Oberflächliche Gespräche hatte ich hier so gut wie gar nicht, dafür viele interessante Begegnungen mit spannenden Menschen. Genau das ist es, was Monta für mich ausgemacht hat.

Die Sache mit dem Campen

Im Vorfeld habe ich mich so sehr auf das Nacktsein konzentriert, dass ich ganz vergessen haben, wie wenig ich Campingfan bin. Nach ein paar Tagen wurde mir bewusst, dass nicht das Nacktsein, sondern das Campen die eigentliche Herausforderung wird.

Nachts wenn die Blase drückt im Dunkeln schlaftrunken zum Toilettenhäuschen torkeln, dreckiges Geschirr zum nächsten Abwaschplatz bringen oder den Regen wie Hagelkörner auf dem Zeltdach hören - das sind die kleinen Dinge, die mich davon abhalten, ein echter Campingfan zu werden.

Aber abgesehen von diesen kleinen alltäglichen Herausforderungen hat mir das einfache Leben sehr gut gefallen. Die Tage hier gleichen einander, wenn man das denn will. Selten hat mich ein schlechtes Gewissen geplagt, wenn ich nicht so viel geschafft habe und produktiv war, wie ich das gerne wollte.

Das Leben in der Natur hat mich definitiv entschleunigt. Es hat mich viele kleine Momente genießen, die ich mir in einer Großstadt nicht erlaubt hätte, z.B. stundenlanges Lesen, ziellose Spaziergänge und Starren in den Himmel.

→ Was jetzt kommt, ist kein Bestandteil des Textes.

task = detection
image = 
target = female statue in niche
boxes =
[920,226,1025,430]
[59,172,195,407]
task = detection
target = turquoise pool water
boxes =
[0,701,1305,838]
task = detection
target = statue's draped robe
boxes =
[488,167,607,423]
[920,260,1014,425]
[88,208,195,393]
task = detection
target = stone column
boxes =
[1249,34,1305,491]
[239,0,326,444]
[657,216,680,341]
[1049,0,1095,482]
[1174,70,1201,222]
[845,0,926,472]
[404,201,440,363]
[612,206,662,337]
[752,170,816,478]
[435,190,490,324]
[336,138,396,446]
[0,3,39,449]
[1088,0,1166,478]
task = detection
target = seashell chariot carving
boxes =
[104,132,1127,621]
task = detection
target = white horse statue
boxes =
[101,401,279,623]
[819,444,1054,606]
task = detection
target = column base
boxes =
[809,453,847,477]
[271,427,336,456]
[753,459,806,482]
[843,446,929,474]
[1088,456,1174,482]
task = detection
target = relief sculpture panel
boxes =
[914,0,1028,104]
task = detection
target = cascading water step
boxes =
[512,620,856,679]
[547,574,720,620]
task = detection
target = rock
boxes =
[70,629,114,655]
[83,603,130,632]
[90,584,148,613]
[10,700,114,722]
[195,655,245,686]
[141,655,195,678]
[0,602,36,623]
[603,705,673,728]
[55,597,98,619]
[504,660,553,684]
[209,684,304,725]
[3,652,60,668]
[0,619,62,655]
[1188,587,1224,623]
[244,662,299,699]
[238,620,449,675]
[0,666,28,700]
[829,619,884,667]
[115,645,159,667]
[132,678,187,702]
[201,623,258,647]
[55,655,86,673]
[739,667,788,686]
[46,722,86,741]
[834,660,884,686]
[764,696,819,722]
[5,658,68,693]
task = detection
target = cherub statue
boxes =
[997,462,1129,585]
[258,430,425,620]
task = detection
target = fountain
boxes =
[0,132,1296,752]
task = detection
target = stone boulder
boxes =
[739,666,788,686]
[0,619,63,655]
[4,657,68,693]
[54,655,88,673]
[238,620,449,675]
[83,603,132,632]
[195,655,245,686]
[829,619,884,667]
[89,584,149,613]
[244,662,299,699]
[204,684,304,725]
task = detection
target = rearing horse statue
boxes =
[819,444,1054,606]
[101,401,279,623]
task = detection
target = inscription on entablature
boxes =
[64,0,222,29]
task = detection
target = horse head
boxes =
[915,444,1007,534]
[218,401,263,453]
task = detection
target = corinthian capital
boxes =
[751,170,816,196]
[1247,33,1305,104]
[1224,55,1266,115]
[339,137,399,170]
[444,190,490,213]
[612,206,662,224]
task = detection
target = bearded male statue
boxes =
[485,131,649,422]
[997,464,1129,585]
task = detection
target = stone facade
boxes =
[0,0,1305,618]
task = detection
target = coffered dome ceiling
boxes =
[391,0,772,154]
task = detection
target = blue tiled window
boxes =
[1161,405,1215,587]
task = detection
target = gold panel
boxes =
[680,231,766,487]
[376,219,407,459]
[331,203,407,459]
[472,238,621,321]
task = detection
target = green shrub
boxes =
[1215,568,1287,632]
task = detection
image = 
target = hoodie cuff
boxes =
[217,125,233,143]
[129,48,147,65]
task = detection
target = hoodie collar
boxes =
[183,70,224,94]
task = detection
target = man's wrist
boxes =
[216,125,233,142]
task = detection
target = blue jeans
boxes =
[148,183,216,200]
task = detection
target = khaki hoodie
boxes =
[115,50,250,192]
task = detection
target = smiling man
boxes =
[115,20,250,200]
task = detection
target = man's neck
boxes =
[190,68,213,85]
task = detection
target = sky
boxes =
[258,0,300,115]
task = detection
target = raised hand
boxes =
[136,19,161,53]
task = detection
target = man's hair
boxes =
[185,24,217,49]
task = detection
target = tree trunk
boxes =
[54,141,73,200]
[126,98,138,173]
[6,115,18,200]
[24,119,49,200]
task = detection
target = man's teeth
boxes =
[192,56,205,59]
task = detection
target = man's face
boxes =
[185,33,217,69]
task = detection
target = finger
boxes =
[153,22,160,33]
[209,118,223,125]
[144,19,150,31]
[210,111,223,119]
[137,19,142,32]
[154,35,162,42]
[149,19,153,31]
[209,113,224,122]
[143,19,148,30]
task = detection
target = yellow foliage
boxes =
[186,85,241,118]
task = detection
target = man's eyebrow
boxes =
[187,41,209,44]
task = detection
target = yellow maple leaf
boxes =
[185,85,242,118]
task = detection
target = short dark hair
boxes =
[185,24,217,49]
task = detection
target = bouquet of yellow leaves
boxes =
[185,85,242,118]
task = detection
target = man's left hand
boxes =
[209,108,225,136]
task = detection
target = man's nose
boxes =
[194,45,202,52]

Der Alltag hier ist wie in einem Dorf. Immer wieder läuft man bekannten Gesichtern über den Weg, tauscht den neuesten Klatsch und Tratsch aus und schmiedet Pläne für den Abend.

Was mich total begeistert hat, ist die Hilfsbereitschaft untereinander. Es war von Anfang an ein nachbarschaftliches Verhältnis, so dass ich mich von Tag 1 an willkommen und integriert gefühlt habe.

Nackt unter Naturisten: ein Monat im FKK-Camp Montalivet in Frankreich

Die Menschen in Monta

Neben der vielen Zeit im Freien waren die Begegnungen hier vor Ort auf jeden Fall das ganz große Highlight. Circa 50% der Besucher sind Franzosen, 30% Deutsche und der Rest teilt sich vor allem auf Holland und Großbritannien auf.

Neben bekannten Schauspielern und Politikern leben hier Kreative, Musiker und Unternehmer. Die Dichte an interessanten Persönlichkeiten ist einfach extrem hoch. Das ist die wahre Magie von Montalivet.

Wenn ich in eine Bar gehe, dann schaue ich zuerst nach den Klamotten und dem Erscheinungsbild von Leuten. Ich fühle mich angezogen oder abgestoßen, ob ich das nun bewusst möchte oder nicht. Ich unterhalte mich mit Leuten, die mir aufgrund ihres Auftretens sympathisch erscheinen. Wenn ich ganz ehrlich bin, dann sind 7 von 10 Gesprächen recht langweilig.

Hier hat mein Kopf gar keine Chance, Menschen nach ihrem Erscheinungsbild einzuteilen und die Ratio zwischen interessanten Gesprächen und langweiligen Small Talks fällt um ein Vielfaches positiver aus.

Von nicht wenigen Leute habe ich gehört, dass sie bereits in der dritten Generation hier nach Monta kommen. Wer seine Kindheit hier verbracht hat, scheint sich dem Bann nicht mehr entziehen zu können und kommt Jahr für Jahr wieder.

Nachdem mir die Selbstversuche der ersten fünf Monate in 2018 so einiges an Disziplin und Qualen abgefordert haben, war dieser Monat in Montalivet die absolute Entspannung. Ich durfte einfach nur (nackt) sein, tolle Menschen kennenlernen und zur Ruhe kommen.

Auch wenn ich immer noch kein großer Campingfan geworden bin, steht für mich außer Frage, dass ich in das CHM Camp zurückkehren werde. Empfehlen kann ich solch ein naturistisches Erlebnis also zu 100%.